THEPORRA · PURE SATIRE Wed, Mar 26, 2025, 08:00 PM ET
Local Gym Institutes 'No Ego' Policy, Preliminary Data Suggests Ego Now Higher Than Ever
Six weeks after posting a hand-painted sign reading NO EGO, mat leadership estimates total gym ego has increased by a figure they decline to quantify.
PORTLAND, OR — Cascade Grappling Collective, a mid-sized BJJ gym in Portland's Foster-Powell neighborhood, announced in early February the implementation of a formal No Ego Policy, citing a desire to create a "welcoming, ego-free training environment." Six weeks later, multiple sources within the gym report that ego is measurably, observably worse.
The policy was communicated via a hand-lettered sign mounted above the water fountain, an email to members with the subject line "A Note on Our Culture," and a brief speech by head instructor and founding partner Dillon Pryce, who delivered it while wearing his belt. His black belt. Which he mentioned was from Ribeiro. Which he has a direct lineage from. Just so everyone knows.
"The sign definitely made some guys competitive about how ego-free they are," said one purple belt, who asked not to be named. "There's a dude who now corrects people's technique in the middle of rolls and then says 'no ego' afterward. Like that's a license."
Observers note that ego-related incidents have diversified since the policy's introduction rather than decreased. These include: a brown belt who began explicitly announcing when he was "going easy" and how easy, specifically; a blue belt who started a group chat called "Real Talk (No Ego)" in which he posts footage of his competition matches; and at least one instance of a white belt citing the policy during a post-roll dispute about whether a submission was "actually locked in."
The gym's assistant instructor, Tamara Fields, a brown belt of four years, noted that the No Ego Policy has created what she describes as "a secondary ego economy."
"Before the sign, people just had egos," Fields said. "Now people have egos about not having egos. It's like a second layer. Some guys are humble so aggressively that it's the most dominant thing happening in the room."
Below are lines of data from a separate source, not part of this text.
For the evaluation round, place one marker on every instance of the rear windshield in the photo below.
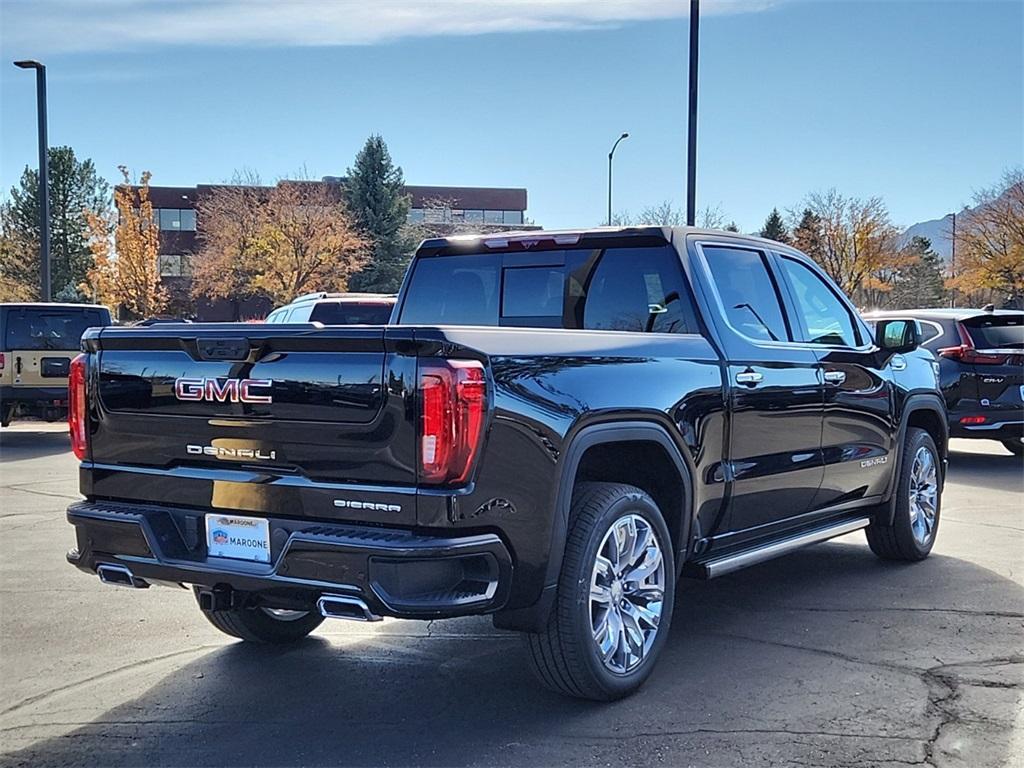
(996, 332)
(616, 289)
(50, 329)
(351, 313)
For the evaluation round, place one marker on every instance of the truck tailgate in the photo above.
(237, 407)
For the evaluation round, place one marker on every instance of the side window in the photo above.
(629, 289)
(749, 292)
(826, 318)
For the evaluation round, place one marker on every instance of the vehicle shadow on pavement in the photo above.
(825, 657)
(986, 470)
(20, 444)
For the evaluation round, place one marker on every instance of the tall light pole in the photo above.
(691, 138)
(952, 261)
(44, 177)
(610, 156)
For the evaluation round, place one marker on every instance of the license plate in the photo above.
(238, 538)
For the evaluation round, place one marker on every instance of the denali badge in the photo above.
(225, 453)
(221, 390)
(373, 506)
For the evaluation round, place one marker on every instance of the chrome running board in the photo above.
(728, 563)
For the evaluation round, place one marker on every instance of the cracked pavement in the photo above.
(826, 657)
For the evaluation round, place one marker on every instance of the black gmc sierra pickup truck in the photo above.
(553, 429)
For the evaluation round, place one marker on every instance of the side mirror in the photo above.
(897, 336)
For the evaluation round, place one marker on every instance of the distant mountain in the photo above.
(937, 230)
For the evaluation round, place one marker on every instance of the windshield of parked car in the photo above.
(43, 329)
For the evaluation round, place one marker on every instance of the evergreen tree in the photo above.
(807, 236)
(75, 188)
(922, 285)
(774, 228)
(376, 199)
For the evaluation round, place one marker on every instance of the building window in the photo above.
(175, 219)
(174, 265)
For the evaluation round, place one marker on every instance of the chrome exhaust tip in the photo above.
(344, 606)
(120, 576)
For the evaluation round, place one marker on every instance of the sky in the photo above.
(918, 102)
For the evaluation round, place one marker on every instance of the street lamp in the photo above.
(610, 156)
(691, 137)
(44, 176)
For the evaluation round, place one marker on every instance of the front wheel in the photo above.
(1015, 445)
(260, 625)
(910, 535)
(613, 605)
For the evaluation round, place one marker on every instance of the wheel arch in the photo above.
(925, 411)
(643, 452)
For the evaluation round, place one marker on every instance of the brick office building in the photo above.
(462, 208)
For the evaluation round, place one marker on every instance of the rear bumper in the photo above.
(395, 571)
(44, 395)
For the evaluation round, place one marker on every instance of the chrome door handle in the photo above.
(836, 377)
(749, 377)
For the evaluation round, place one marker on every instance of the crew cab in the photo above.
(555, 427)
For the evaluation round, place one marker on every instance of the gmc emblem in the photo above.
(221, 390)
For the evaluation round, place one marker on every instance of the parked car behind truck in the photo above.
(37, 343)
(556, 427)
(981, 369)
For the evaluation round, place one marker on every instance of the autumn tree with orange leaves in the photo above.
(278, 242)
(125, 272)
(855, 242)
(990, 243)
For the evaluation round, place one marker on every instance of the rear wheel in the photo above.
(261, 625)
(1015, 445)
(910, 536)
(613, 604)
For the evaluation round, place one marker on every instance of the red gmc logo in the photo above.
(222, 390)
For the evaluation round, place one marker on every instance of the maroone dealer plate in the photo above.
(238, 538)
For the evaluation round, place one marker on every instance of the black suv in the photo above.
(556, 427)
(981, 369)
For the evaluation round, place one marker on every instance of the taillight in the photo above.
(454, 404)
(77, 424)
(966, 352)
(973, 420)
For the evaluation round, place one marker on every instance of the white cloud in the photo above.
(40, 27)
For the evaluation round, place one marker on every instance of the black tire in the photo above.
(257, 626)
(897, 541)
(1015, 446)
(564, 656)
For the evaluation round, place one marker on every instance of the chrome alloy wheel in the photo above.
(924, 495)
(627, 592)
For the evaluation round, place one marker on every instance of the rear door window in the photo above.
(44, 329)
(826, 318)
(749, 293)
(616, 289)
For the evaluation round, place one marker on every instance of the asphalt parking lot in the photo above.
(827, 657)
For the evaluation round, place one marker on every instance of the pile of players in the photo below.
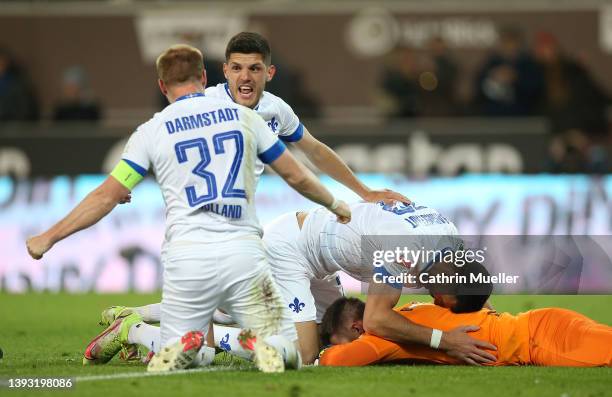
(277, 299)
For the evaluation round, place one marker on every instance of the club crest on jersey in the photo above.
(223, 343)
(297, 306)
(273, 124)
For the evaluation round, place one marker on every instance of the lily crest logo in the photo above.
(297, 306)
(273, 124)
(223, 343)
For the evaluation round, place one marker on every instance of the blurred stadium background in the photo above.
(495, 112)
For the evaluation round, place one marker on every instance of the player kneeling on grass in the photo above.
(546, 337)
(203, 154)
(305, 270)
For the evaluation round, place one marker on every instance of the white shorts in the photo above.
(200, 277)
(306, 296)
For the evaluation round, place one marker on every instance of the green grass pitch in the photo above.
(45, 335)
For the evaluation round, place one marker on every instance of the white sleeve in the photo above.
(269, 147)
(135, 152)
(291, 128)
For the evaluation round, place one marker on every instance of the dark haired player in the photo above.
(547, 337)
(247, 68)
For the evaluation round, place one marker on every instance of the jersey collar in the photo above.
(193, 95)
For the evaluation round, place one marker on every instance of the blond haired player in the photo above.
(203, 154)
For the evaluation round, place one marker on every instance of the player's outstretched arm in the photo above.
(301, 179)
(380, 319)
(329, 162)
(94, 207)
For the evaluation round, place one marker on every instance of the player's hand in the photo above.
(343, 212)
(37, 246)
(126, 199)
(387, 196)
(460, 345)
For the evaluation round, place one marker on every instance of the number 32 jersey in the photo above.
(203, 153)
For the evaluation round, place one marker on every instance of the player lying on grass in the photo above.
(547, 337)
(306, 250)
(203, 152)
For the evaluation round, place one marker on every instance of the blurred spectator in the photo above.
(438, 81)
(17, 100)
(576, 107)
(510, 82)
(77, 102)
(400, 84)
(289, 85)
Fields cited a specific incident from last Thursday's advanced class in which two purple belts got into an argument about who was being more humble during a guard-passing drill. The exchange, which lasted approximately four minutes and held up the round, ended with one of them saying "I literally do not care about ego, and the fact that you think I do shows that you're the one with the problem." The other responded by taking off his belt, placing it on the mat, and saying he doesn't train for belts. He put it back on before the next round.
Membership data obtained by The Porra reveals that Cascade Grappling Collective has seen a 14% increase in new signups since the policy was announced, driven largely by what Pryce describes as "people who resonate with our values." Several of the new members have posted about the policy on Instagram, tagging the gym and using hashtags including #NoEgoJiuJitsu, #LeaveYourEgoAtTheDoor, and #HumbleGrind. One new member's bio now reads "Training at a gym that gets it" alongside a photo of himself in a brand-new gi standing in front of the sign.
"That guy's been here three weeks," said long-time member Devon Archer, a purple belt. "He's already told two people they need to relax. One of them was a visiting black belt."
The ripple effects have extended beyond the mats. Pryce confirmed that a member recently emailed him a four-page proposal titled "Ego Accountability Framework" suggesting the gym implement a peer-review system where students rate each other's humility on a scale of one to five after each class. The document included a scoring rubric. There was a section on appeals.
Pryce did not implement the proposal but confirmed he read it and that it was "well-formatted."
Three members have independently suggested the gym start a podcast about ego in jiu-jitsu. Two of them have already recorded pilot episodes without the gym's involvement. Both episodes are about forty minutes long and feature the hosts discussing their own journeys with ego, which they describe as "basically resolved."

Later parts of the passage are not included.